SCORES of black celebrities, Windrush campaigners and activists have urged airlines to not to operate a “wholly inappropriate” mass deportation flight of up to 50 people to Jamaica next week.

The 82 high-profile figures include supermodel Naomi Campbell, actors Thandie Newton and Naomie Harris, novelist Bernardine Evaristo and former Metropolitan Police superintendent Leroy Logan.

They signed an open letter to the bosses of six airlines known to have worked with the Home Office on deportation charter flights, as did leading Windrush campaigners including Michael Braithwaite and Elwaldo Romeo.

They urged the airlines, including Hi Fly, Titan Airways and TUI UK and Ireland, to refuse to operate the planned December 2 flight.

The signatories also called for a pause in deportation flights to Commonwealth countries.

The letter says that the planned deportation risks the “unlawful and wrongful removal of people who have the right to remain in the UK.”

This week, a report from the Equality and Human Rights Commission found that the Home Office had failed to comply with equality law when implementing “hostile environment” immigration measures, contributing to serious injustices faced by members of the Windrush generation and their descendants.

According to the authors of the letter, the report’s findings “call into question the Home Office’s competency to deal with the continuing injustices it has created.”

The letter mentions that a man who was deported to Jamaica in February “was the grandson of a woman who arrived on the HMT Empire Windrush and is still seeking to have his deportation order revoked.”

It also says that some of the people due to be deported are believed to have been in Britain since childhood, while others are at “grave risk” of harm if deported.

Shadow justice secretary David Lammy said that Home Secretary Priti Patel had promised to implement in full the recommendations of Wendy Williams’s Windrush review, which included calls for the government to “consider ending all deportation of foreign national offenders where they arrived in the UK as children.”

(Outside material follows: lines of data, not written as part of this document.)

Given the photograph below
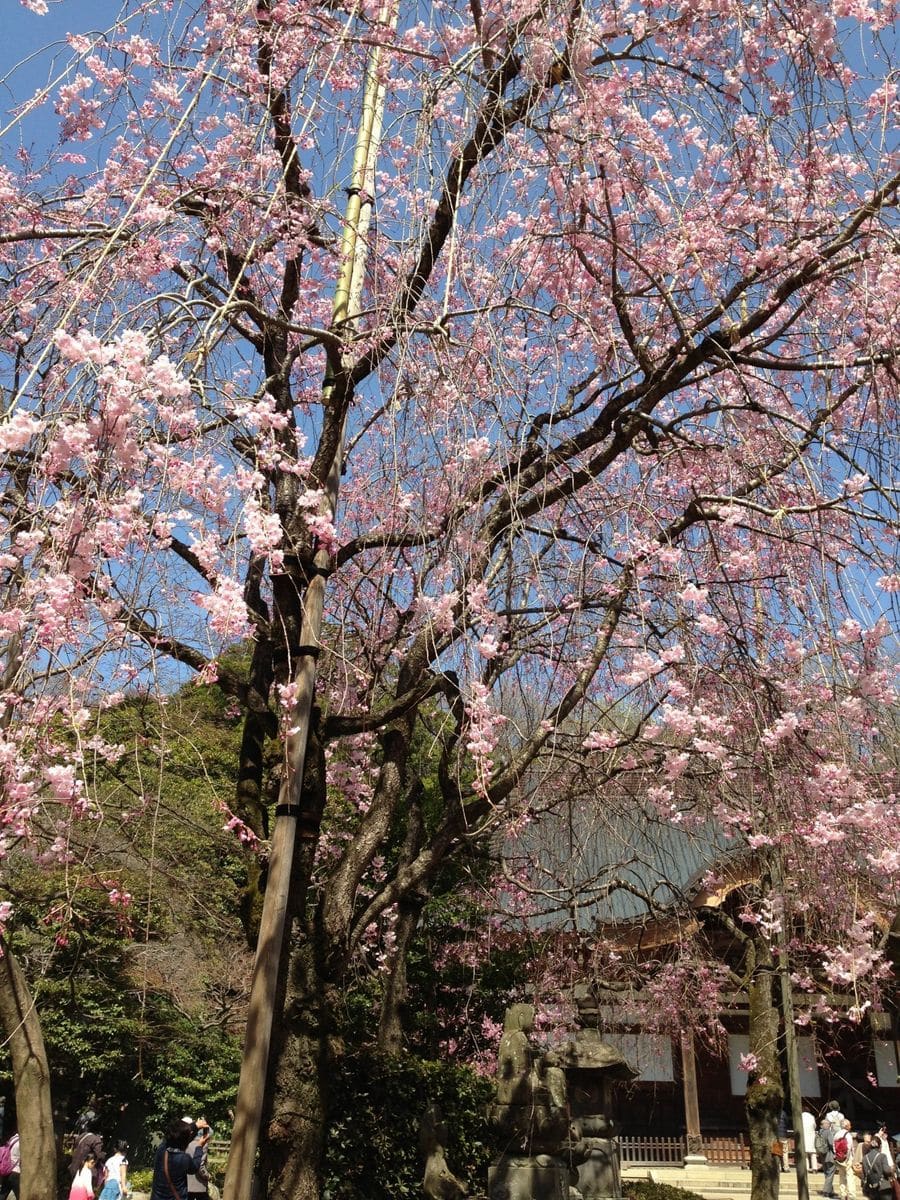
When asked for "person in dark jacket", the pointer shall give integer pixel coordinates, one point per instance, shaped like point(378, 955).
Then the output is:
point(173, 1164)
point(89, 1143)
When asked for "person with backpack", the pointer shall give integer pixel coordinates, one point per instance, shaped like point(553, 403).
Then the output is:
point(843, 1150)
point(877, 1173)
point(173, 1164)
point(825, 1149)
point(83, 1183)
point(89, 1143)
point(10, 1165)
point(114, 1174)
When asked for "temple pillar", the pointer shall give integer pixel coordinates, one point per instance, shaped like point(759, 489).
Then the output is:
point(695, 1156)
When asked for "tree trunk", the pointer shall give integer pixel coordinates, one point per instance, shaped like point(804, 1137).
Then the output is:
point(306, 1049)
point(31, 1077)
point(390, 1019)
point(765, 1093)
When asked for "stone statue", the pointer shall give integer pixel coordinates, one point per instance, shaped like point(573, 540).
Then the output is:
point(531, 1105)
point(595, 1152)
point(532, 1113)
point(439, 1182)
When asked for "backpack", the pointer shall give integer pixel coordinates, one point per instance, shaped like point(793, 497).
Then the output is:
point(6, 1158)
point(874, 1171)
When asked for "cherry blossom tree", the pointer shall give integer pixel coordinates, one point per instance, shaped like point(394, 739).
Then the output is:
point(582, 312)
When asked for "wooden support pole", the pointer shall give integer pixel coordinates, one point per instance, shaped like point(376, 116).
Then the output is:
point(695, 1155)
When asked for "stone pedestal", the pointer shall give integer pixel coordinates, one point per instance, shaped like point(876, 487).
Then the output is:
point(541, 1177)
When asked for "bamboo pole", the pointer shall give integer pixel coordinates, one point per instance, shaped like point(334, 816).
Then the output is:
point(264, 984)
point(791, 1051)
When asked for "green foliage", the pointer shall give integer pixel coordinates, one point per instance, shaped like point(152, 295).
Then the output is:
point(142, 1179)
point(377, 1101)
point(642, 1189)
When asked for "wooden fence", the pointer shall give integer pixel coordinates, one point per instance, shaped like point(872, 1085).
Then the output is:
point(652, 1150)
point(733, 1151)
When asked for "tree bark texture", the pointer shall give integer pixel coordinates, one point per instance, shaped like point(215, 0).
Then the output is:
point(306, 1048)
point(31, 1077)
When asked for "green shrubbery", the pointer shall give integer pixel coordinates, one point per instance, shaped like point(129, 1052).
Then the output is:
point(643, 1189)
point(372, 1150)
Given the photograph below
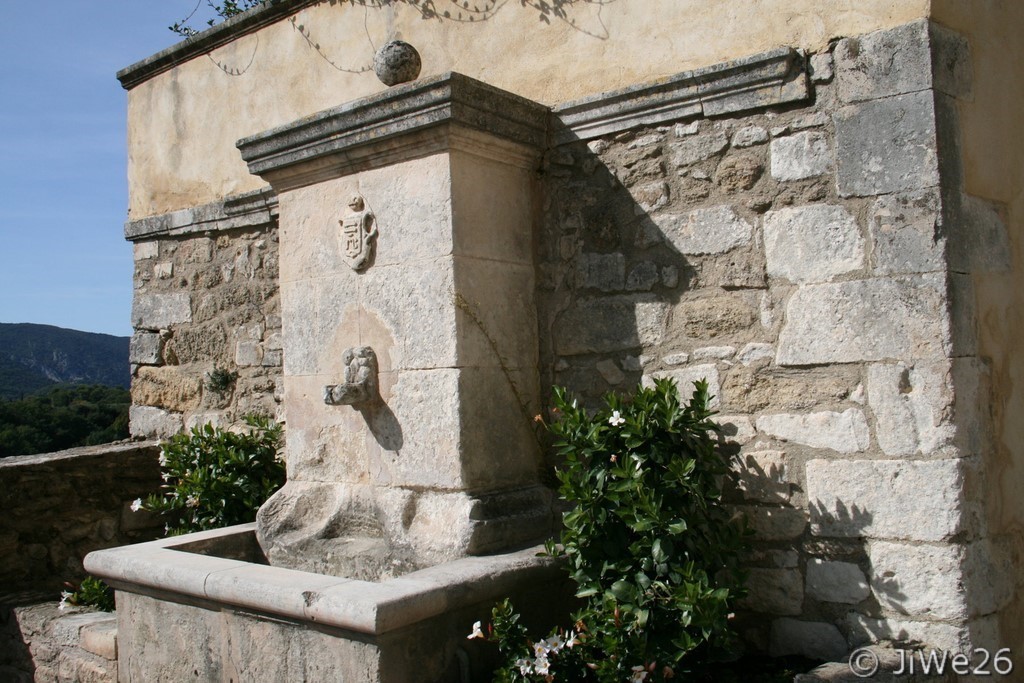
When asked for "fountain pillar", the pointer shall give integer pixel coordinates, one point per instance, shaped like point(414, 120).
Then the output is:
point(407, 227)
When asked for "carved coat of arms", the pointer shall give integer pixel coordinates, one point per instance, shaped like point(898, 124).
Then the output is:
point(357, 233)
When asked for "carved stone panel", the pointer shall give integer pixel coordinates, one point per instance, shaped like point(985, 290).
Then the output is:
point(357, 233)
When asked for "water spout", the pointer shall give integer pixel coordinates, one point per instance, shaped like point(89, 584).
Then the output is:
point(360, 379)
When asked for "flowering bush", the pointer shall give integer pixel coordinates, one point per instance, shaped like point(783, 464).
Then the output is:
point(91, 592)
point(649, 545)
point(216, 478)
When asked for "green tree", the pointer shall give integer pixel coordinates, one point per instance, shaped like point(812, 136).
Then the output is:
point(64, 417)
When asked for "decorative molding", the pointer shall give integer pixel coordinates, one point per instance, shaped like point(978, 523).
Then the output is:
point(254, 209)
point(767, 79)
point(209, 40)
point(357, 233)
point(404, 122)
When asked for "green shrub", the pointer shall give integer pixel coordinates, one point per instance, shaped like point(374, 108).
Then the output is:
point(91, 592)
point(216, 478)
point(653, 552)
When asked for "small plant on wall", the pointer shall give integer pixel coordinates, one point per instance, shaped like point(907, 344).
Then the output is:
point(216, 478)
point(651, 549)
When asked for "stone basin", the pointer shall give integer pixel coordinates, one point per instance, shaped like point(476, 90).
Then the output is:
point(206, 605)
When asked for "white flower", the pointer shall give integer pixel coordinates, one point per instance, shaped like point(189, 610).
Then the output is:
point(555, 643)
point(477, 633)
point(542, 666)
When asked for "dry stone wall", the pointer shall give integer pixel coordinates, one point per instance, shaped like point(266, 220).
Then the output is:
point(207, 343)
point(802, 241)
point(798, 258)
point(58, 507)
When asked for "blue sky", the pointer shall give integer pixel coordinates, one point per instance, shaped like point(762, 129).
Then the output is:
point(64, 259)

“So why has she not done this?” Mr Lammy asked. “The government is paying lip service to Windrush victims while treating them with contempt.”

The government claimed that those to be deported include convicted rapists, murderers and other offenders and that none of them are eligible for the Windrush scheme.

A Home Office spokeswoman said: “We make no apology for seeking to remove dangerous foreign criminals to keep the public safe.”